Several patient characteristics — spleen size, symptom burden and blood counts, among others — are taken into consideration when deciding upon the best JAK inhibitor to treat myelofibrosis, a type of myeloproliferative neoplasm (MPN).

Dr. Prithviraj Bose, professor in the department of leukemia at The University of Texas MD Anderson Cancer Center in Houston, spoke with CURE onsite at the Society of Hematologic Oncology 2024 Annual Meeting, to discuss these factors to potentially optimize selection of the available JAK inhibitors for patients with myelofibrosis.

Transcript:

There is a lot of different patient characteristics one looks at. So, one looks at the size of the spleen, one looks at the burden of symptoms, and one looks at the blood counts. So, this is a unique cancer where treatment is not by … stage of the cancer, or, it's not very algorithmic in terms of what is front line, what is second line, what is third line. So it's really based on the need of the patient.

Now, again, generally, I will say of the four [Food and Drug Administration-]approved JAK inhibitors — again, JAK inhibitors are all we have approved in myelofibrosis — I think ruxolitinib (Jakafi), fedratinib (Inrebic), pacritinib (Vonjo) and momelotinib (Ojjaara), can all be used in frontline [setting], but I think what really happens is that it's either ruxolitinib or momelotinib, with momelotinib being favored if the patient is anemic, and otherwise ruxolitinib. I will say the majority [of patients] get ruxolitinib because it is so good for spleen and symptoms, and it has a survival benefit that's been shown [in clinical data].

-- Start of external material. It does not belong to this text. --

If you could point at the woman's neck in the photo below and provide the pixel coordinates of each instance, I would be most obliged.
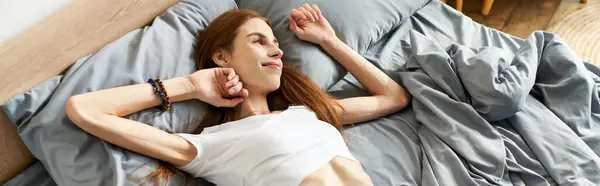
(252, 105)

In the second line, I think it goes back more to what I was saying about the clinical presentation. If you have good counts, large spleen, by all means, go with fedratinib. If you have, anemia, predominant presentation where that's what you're trying to improve the most, momelotinib, I think, is your best choice. If the platelets are super low, which is rare to happen in [the] front line [setting], much more common in second and later lines, if it less than 50 [platelets per microliter of blood], absolutely pacritinib. That has the best data, and it has good efficacy there. So I think … you cannot set exact rules, but these are just some pointers.